I won't sell to anyone unless I feel that I get to know them. When I get an email from someone with an inquiry, I always ask for their phone number so that I can give them a call. If they won't give me theirs, then I don't go any further. I don't mind giving mine out for further calls, but I want to make the first contact. I expect people to provide references, and I'm happy to give them. 
One of my little guys had his first visit with his new "mom" on Friday. We have been talking and emailing for a couple weeks, so it was nice having that first visit. The key thing that sold me with her was that she said size didn't matter--she just wanted a healty, happy baby. When I placed him in her arms, he went to kissing her like they were best friends. He has been held by a number of other people, but he has never had the response to them that he did to her. I think he knew she was the right one.
Good luck on your search. Patience will pay off in the end.


----------



## ddarlingfam (Mar 30, 2006)

thank you happyb, what you wrote really helps. In the middle of the week I'll start sending 2nd emails. I did hear back from one breeder, I was wondering if anyone has hear of "angel-lite maltese" in alabama? Her puppies were very cute but she didn't ask any questions about me or my family.


----------



## k/c mom (Oct 9, 2004)

> thank you happyb, what you wrote really helps. In the middle of the week I'll start sending 2nd emails. I did hear back from one breeder, I was wondering if anyone has hear of "angel-lite maltese" in alabama? Her puppies were very cute but she didn't ask any questions about me or my family.[/B]

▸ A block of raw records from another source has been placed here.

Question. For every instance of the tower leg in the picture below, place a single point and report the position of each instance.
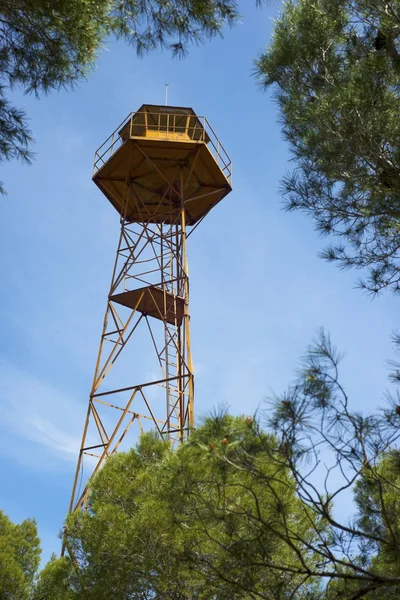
(148, 298)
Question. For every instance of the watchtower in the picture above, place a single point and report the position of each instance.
(163, 169)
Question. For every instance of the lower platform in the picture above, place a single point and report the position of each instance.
(154, 302)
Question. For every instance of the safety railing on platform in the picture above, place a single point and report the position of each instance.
(168, 127)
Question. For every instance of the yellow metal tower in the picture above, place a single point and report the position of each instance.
(163, 169)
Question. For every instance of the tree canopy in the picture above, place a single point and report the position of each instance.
(178, 525)
(45, 45)
(335, 69)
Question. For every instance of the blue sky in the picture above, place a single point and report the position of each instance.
(258, 288)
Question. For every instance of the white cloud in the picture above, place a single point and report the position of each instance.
(36, 414)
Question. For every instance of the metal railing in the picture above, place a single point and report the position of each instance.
(137, 124)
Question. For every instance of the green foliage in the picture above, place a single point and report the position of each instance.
(186, 523)
(45, 45)
(335, 68)
(19, 558)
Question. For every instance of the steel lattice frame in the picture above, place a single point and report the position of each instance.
(145, 251)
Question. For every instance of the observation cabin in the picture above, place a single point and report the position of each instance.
(160, 160)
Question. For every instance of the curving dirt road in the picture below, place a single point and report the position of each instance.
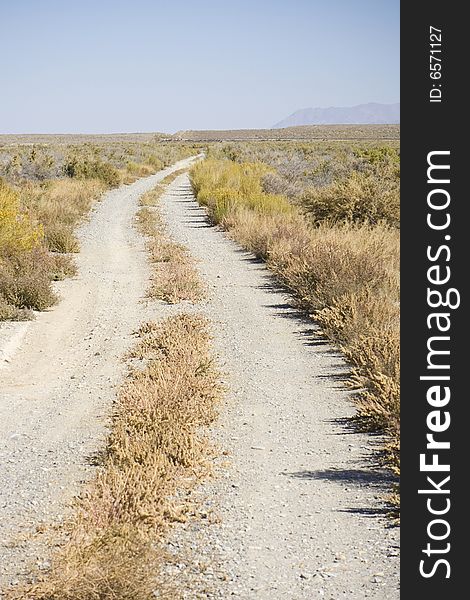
(295, 509)
(58, 375)
(296, 505)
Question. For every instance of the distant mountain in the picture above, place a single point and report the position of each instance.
(371, 113)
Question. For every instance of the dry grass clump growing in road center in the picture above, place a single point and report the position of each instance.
(174, 276)
(344, 272)
(155, 445)
(49, 188)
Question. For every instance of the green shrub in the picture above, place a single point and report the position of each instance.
(84, 168)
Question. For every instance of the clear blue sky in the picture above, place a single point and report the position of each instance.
(163, 65)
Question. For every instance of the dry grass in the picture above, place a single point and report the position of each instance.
(345, 274)
(172, 176)
(155, 446)
(51, 187)
(174, 276)
(303, 132)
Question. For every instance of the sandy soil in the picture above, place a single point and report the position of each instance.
(297, 507)
(294, 511)
(58, 376)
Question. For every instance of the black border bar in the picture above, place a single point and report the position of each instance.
(435, 271)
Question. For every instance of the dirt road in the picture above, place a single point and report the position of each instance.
(296, 505)
(294, 511)
(58, 375)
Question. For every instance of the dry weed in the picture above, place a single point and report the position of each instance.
(155, 445)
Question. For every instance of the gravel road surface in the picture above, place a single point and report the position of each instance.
(58, 376)
(295, 509)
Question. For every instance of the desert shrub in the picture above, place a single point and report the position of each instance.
(17, 232)
(60, 238)
(363, 197)
(139, 170)
(11, 313)
(343, 270)
(25, 280)
(225, 187)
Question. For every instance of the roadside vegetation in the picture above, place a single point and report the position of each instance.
(45, 192)
(325, 218)
(156, 450)
(155, 447)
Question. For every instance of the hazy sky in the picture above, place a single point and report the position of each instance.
(152, 65)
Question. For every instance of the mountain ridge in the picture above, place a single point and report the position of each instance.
(371, 113)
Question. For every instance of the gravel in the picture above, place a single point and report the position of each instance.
(58, 377)
(295, 509)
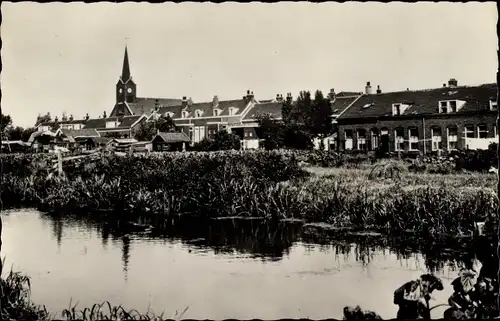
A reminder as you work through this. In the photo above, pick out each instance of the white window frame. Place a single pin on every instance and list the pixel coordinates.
(375, 139)
(399, 140)
(479, 131)
(493, 104)
(466, 131)
(359, 140)
(351, 140)
(436, 140)
(455, 138)
(412, 139)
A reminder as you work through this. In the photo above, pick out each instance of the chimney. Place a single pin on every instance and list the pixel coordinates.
(332, 95)
(249, 96)
(368, 88)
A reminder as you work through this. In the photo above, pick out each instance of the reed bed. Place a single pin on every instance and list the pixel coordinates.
(16, 304)
(267, 184)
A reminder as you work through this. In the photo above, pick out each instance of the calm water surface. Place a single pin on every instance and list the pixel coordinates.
(235, 276)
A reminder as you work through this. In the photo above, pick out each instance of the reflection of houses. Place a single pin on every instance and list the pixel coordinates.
(14, 146)
(170, 141)
(446, 118)
(121, 144)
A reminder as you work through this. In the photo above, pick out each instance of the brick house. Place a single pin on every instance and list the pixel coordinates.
(423, 121)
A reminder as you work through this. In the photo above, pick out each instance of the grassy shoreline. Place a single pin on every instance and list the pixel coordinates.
(266, 184)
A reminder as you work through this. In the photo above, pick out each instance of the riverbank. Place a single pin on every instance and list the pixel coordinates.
(271, 185)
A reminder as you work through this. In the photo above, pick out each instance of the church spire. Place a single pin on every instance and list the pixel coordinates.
(126, 68)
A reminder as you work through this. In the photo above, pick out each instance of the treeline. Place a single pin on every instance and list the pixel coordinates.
(10, 132)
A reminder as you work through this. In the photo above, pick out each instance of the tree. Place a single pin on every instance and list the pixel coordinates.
(321, 121)
(270, 131)
(5, 122)
(148, 129)
(43, 119)
(221, 140)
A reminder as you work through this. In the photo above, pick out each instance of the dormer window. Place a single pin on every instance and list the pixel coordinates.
(398, 109)
(232, 111)
(443, 107)
(453, 106)
(169, 114)
(450, 106)
(493, 104)
(111, 124)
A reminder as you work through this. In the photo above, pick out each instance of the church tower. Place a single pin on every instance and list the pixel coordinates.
(125, 88)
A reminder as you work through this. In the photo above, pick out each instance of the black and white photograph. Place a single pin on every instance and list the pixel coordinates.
(287, 160)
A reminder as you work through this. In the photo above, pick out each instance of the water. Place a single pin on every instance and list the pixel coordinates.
(224, 273)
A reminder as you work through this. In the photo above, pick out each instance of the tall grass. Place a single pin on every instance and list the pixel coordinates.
(267, 184)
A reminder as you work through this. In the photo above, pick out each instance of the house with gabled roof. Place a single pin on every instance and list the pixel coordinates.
(446, 118)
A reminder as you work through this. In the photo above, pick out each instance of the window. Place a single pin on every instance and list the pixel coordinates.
(452, 138)
(375, 138)
(443, 107)
(111, 124)
(482, 131)
(400, 142)
(493, 104)
(453, 106)
(413, 133)
(361, 139)
(469, 131)
(436, 138)
(397, 110)
(348, 139)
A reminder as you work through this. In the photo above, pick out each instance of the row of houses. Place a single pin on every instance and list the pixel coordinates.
(421, 121)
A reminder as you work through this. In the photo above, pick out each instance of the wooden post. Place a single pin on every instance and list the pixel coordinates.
(59, 163)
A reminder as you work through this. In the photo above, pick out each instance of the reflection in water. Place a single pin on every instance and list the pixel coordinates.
(230, 262)
(273, 241)
(125, 254)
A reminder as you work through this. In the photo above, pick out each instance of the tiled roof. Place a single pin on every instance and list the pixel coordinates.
(86, 132)
(146, 105)
(36, 134)
(341, 103)
(348, 93)
(174, 137)
(207, 108)
(422, 102)
(100, 123)
(266, 108)
(60, 122)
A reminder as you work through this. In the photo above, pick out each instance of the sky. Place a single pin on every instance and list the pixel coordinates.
(67, 57)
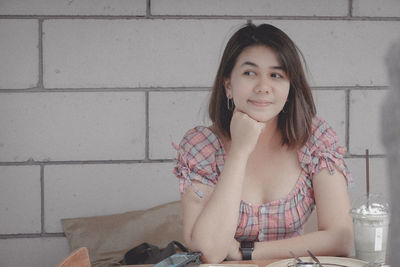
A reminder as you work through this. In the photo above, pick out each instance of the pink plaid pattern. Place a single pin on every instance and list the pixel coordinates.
(200, 157)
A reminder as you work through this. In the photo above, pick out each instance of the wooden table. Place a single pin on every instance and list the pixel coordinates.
(260, 263)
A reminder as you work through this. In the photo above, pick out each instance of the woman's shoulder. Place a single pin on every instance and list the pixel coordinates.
(322, 133)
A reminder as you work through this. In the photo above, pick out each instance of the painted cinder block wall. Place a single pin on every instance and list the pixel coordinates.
(93, 92)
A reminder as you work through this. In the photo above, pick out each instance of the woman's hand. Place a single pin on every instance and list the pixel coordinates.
(234, 253)
(244, 132)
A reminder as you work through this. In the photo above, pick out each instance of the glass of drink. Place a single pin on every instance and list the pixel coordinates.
(371, 224)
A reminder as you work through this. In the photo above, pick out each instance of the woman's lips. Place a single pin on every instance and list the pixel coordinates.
(260, 103)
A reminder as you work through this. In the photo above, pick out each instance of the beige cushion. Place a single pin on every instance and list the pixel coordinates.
(109, 237)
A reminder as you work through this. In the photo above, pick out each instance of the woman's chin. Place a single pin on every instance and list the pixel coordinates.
(263, 119)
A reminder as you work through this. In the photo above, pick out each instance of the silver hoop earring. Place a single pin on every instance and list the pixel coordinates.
(284, 109)
(229, 103)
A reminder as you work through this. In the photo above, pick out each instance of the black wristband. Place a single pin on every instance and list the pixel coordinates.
(246, 247)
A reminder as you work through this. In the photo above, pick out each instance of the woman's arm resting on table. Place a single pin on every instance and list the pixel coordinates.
(210, 222)
(335, 229)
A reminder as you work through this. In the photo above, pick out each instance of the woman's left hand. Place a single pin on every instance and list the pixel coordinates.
(234, 253)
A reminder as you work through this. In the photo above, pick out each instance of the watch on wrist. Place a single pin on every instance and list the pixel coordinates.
(246, 247)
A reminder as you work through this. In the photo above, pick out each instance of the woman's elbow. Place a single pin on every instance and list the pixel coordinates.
(210, 252)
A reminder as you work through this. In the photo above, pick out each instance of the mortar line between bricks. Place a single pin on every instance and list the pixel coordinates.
(350, 8)
(347, 123)
(165, 89)
(84, 162)
(40, 61)
(27, 235)
(148, 8)
(42, 213)
(147, 125)
(199, 17)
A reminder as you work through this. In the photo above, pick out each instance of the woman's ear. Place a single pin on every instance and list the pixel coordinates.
(228, 88)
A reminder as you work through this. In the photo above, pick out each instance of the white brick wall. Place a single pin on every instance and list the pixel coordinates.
(250, 7)
(92, 93)
(68, 7)
(99, 189)
(365, 124)
(376, 8)
(88, 126)
(185, 110)
(20, 199)
(18, 54)
(132, 53)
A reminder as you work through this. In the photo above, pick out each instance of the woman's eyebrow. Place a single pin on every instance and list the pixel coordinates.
(249, 63)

Gosh, if you're in California you shouldn't have to go all the way to Alabama to find a Malt. Lots of members here have been very happy with their California breeders. You might want to start a thread asking if anyone has info on breeders in California... or even be more specific such as Northern or Southern.


----------



## MissMelanie (Feb 13, 2006)

Welcome to SM. Oh and good, GOOD luck in your search for your puppy. I had been searching for 13 months for a breeder I could make a great connection with. I knew the doggie I wanted and didn't want to be talked out of her. Finally, found her!

And believe me, I know how you feel about thinking you are being ignored by breeders. Keep looking though, just when you feel you won't find one, POOF there their will be. And hopefully IN Ca!

enJOY!
Melanie


----------